Semantics-aware Dataset Discovery from Data Lakes with Contextualized Column-based Representation Learning

The overall architecture of Starmie

Requirements

Python 3.7.10
PyTorch 1.9.0+cu111
Transformers 4.9.2
NVIDIA Apex (fp16 training)

Install requirements:

pip install -r requirements

Datasets

Datasets for table union search:

WDC web tables:

See download instructions here for the 50M relational English tables.

Viznet: https://github.com/megagonlabs/sato/tree/master/table_data

Running the offline pre-training pipeline:

The main entry point is run_pretrain.py. Example command:

CUDA_VISIBLE_DEVICES=0 python run_pretrain.py \
  --task viznet \
  --batch_size 64 \
  --lr 5e-5 \
  --lm roberta \
  --n_epochs 3 \
  --max_len 128 \
  --size 10000 \
  --projector 768 \
  --save_model \
  --augment_op drop_col \
  --fp16 \
  --sample_meth head \
  --table_order column \
  --run_id 0

Hyperparameters:

--task: the tasks that we current support include "santos", "santosLarge", "tus", "tusLarge", "large", "small", "viznet". The tasks "large" and "small" are for column matching and "viznet" is for column clustering.
--batch_size, --lr, --n_epochs, --max_len: standard batch size, learning rate, number of training epochs, max sequence length
--lm: the language model (we use roberta for all the experiments)
--size: the maximum number of tables/columns used during pre-training
--projector: the dimension of projector (768 by default, same in all the experiments)
--save_model: if this flag is on, the model checkpoint will be saved to the directory specified in the --logdir flag, such as "results/viznet/model_drop_col_head_column_0.pt"
--augment_op: augmentation operator for contrastive learning. It includes ["drop_col", "sample_row", "sample_row_ordered", "shuffle_col", "drop_cell", "sample_cells", "replace_cells", "drop_head_cells", "drop_num_cells", "swap_cells", "drop_num_col", "drop_nan_col", "shuffle_row"]
1. Column-level: drop_col (drops a random column), shuffle_col (shuffles columns), drop_num_col (drops random numeric columns), drop_nan_col (drops columns with mostly NaNs)
2. Row-level: sample_row (sample rows), sample_row_ordered (sample rows but preserve order), shuffle_row (shuffles the order of rows)
3. Cell-level: drop_cell (drops a random cell), sample_cells (sample cells), replace_cells (sample random cells and replace with first ordered cells), drop_head_cells (drop first quarter cells), drop_num_cells (drop a sample of numeric cells), swap_cells (swap two cells)
--sample_meth: table pre-processing operator that preserves order and de-duplicates.
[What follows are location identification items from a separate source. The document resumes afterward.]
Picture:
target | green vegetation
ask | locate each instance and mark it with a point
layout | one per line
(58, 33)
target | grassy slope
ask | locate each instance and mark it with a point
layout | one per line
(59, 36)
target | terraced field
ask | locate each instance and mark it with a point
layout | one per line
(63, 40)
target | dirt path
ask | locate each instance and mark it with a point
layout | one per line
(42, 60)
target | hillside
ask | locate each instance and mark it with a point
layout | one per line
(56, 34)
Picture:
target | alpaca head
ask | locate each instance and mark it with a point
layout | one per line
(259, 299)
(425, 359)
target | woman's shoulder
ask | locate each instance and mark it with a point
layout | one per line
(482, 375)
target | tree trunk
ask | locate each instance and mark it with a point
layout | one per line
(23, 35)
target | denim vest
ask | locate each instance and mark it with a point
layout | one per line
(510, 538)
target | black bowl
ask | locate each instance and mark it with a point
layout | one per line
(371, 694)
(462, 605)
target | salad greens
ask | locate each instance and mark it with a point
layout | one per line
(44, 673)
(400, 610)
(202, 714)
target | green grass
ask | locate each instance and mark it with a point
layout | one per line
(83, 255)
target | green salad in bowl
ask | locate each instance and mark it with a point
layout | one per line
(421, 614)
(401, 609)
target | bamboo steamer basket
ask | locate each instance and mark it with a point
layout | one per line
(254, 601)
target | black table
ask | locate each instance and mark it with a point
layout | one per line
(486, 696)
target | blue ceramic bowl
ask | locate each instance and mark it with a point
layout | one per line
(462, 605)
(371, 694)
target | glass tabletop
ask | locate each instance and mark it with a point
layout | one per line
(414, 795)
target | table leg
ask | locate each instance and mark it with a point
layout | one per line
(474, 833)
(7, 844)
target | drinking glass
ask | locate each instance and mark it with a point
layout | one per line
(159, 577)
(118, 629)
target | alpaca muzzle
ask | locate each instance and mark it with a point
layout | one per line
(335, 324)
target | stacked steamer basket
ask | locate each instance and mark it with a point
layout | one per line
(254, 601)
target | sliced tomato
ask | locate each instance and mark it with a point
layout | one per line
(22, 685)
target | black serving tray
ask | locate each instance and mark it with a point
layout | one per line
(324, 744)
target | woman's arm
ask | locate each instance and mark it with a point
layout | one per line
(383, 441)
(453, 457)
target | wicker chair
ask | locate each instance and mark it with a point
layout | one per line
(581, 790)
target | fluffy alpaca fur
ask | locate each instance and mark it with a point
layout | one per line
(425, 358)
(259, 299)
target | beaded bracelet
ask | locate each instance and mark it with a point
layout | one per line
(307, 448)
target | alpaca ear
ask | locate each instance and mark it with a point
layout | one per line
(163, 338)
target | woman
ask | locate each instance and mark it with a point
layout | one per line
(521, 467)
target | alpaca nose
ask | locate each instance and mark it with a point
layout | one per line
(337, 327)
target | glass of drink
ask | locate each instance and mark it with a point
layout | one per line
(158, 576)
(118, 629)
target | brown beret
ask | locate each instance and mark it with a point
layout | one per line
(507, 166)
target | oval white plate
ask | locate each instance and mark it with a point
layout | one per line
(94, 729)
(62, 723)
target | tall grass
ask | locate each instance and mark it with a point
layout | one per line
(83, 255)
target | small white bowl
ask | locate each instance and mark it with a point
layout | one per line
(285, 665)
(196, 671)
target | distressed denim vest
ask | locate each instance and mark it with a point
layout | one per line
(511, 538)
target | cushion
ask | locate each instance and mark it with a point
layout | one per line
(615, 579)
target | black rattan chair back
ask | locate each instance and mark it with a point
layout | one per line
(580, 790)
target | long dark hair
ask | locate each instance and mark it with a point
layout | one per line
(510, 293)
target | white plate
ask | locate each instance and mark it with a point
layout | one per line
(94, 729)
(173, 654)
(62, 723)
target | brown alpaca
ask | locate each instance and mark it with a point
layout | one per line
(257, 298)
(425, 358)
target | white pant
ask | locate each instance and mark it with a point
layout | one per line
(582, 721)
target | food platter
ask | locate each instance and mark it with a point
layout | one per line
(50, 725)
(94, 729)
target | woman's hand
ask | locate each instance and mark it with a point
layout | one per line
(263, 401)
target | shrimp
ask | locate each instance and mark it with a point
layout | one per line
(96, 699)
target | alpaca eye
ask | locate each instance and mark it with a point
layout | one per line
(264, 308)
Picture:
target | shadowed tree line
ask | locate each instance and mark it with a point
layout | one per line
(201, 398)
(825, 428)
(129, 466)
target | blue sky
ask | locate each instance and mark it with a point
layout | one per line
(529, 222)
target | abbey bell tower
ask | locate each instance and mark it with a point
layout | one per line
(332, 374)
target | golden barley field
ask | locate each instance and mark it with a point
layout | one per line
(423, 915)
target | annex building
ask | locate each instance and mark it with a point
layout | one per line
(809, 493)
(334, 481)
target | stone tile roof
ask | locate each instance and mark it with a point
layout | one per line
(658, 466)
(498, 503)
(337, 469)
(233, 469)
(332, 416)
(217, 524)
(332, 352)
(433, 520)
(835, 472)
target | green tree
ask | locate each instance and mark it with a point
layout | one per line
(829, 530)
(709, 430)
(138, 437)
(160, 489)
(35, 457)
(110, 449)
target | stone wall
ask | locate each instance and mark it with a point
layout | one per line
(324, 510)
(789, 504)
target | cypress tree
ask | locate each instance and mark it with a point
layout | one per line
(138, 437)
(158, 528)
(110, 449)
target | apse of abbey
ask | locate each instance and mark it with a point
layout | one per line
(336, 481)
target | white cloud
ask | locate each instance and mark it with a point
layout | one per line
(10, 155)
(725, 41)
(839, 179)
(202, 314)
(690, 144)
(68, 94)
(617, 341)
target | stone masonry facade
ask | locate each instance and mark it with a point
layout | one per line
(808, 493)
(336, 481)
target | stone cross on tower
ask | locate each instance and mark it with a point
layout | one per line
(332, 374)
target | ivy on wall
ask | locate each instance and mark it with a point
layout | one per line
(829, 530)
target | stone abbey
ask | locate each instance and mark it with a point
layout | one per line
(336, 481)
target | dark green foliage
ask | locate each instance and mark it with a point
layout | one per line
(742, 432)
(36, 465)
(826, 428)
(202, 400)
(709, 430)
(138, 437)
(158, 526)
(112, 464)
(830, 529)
It includes ["head", "alphaHead", "random", "constant", "frequent", "tfidf_token", "tfidf_entity", "tfidf_row", "pmi"]
1. Row-level: tfidf_row (takes the rows with highest average tfidf scores), pmi (get highest pmi of pairs of column with topic column)
2. Entity-level: tfidf_entity (takes entities in a column with highest after tfidf scores over its tokens)
3. Token-level: head (take first N tokens), alphaHead (take first N sorted tokens), random (randomly sample tokens), constant (take every Nth token), frequent (take most frequently-occurring tokens), tfidf_token (take tokens with highest tfidf scores)
--fp16: half-precision training (always turn this on)
--table_order: row or column order for pre-processing, "row" or "column"
--single_column: if this flag is on, then it will run the single-column variant ignoring all the table context
--mlflow_tag: use this flag to assign any additional tags for mlflow logging

Model Inference:

Run extractVectors.py. Example command:

python extractVectors.py \
  --benchmark santos \
  --table_order column \
  --run_id 0

Hyperparameters

--benchmark: the current benchmark for the experiment. Examples include santos, santosLarge, tus, tusLarge, wdc
--single_column: if this flag is on, then it will retrieve the single-column variant
--run_id: the run_id of the job (I use 0 for experiments)
--table_order: column-ordered or row-ordered (always use column)
--save_model: whether to save the vectors in a pickle file, which is then used in the online processing

Online processing

Linear & Bounds: Run test_naive_search.py. Some scripts are in tus_cmd.sh and run_tus_all.py (for slurm scheduling). Example command:

python test_naive_search.py \
  --encoder cl \
  --benchmark santos \
  --augment_op drop_col \
  --sample_meth tfidf_entity \
  --matching linear \
  --table_order column \
  --run_id 0 \
  --K 10 \
  --threshold 0.7

Hyperparameters

--encoder: choice of encoder. Options include "cl" (this is for both full Starmie and singleCol baseline), "sato", "sherlock"
--benchmark: choice of benchmark for data lake. Options include "santos", "santosLarge", "tus", "tusLarge", "wdc"
--augment_op: choice of augmentation operator
--sample_meth: choice of sampling method
--matching: "linear" matching (full) or "bounds". If you would like to run "greedy", add the function call to the code
--table_order: "column" or "row" (just use column)
--run_id: always 0
--single_column: when set to True, run the single column baseline
--K: what you would like to set K to in top-K results
--threshold: the similarity threshold

FOR ERROR ANALYSIS: bucket (bucket number between 0 and 5), analysis (either "col" for number of columns, "row" for number of rows,numeric" for percentage of numerical columns

FOR SCALABILITY EXPERIMENTS: scal (what fraction of data lake do we want to get the metrics scores for – 0.2,0.4,0.6,0.8,1.0)

LSH: Run test_lsh.py (example script: lsh_cmd.sh). Example command:

python test_lsh.py \
--encoder cl \
--benchmark santosLarge \
--run_id 0 \
--num_func 8 \
--num_table 100 \
--K 60 \
--scal 1.0

Hyperparameters:

--encoder: choice of encoder. Options include "cl" (this is for both full Starmie and singleCol baseline), "sato", "sherlock"
--benchmark: choice of benchmark for data lake. Options include "santos", "santosLarge", "tus", "tusLarge", "wdc"
--run_id: always 0
--single_column: when set to True, run the single column baseline
--num_func: number of hash functions (always use 8 for ‘cl’ encoder)
--num_table: number of tables (always use 100 for ‘cl’ encoder)
--K: what you would like to set K to in top-K results

FOR SCALABILITY EXPERIMENTS: scal (what fraction of data lake do we want to get the metrics scores for – 0.2,0.4,0.6,0.8,1.0)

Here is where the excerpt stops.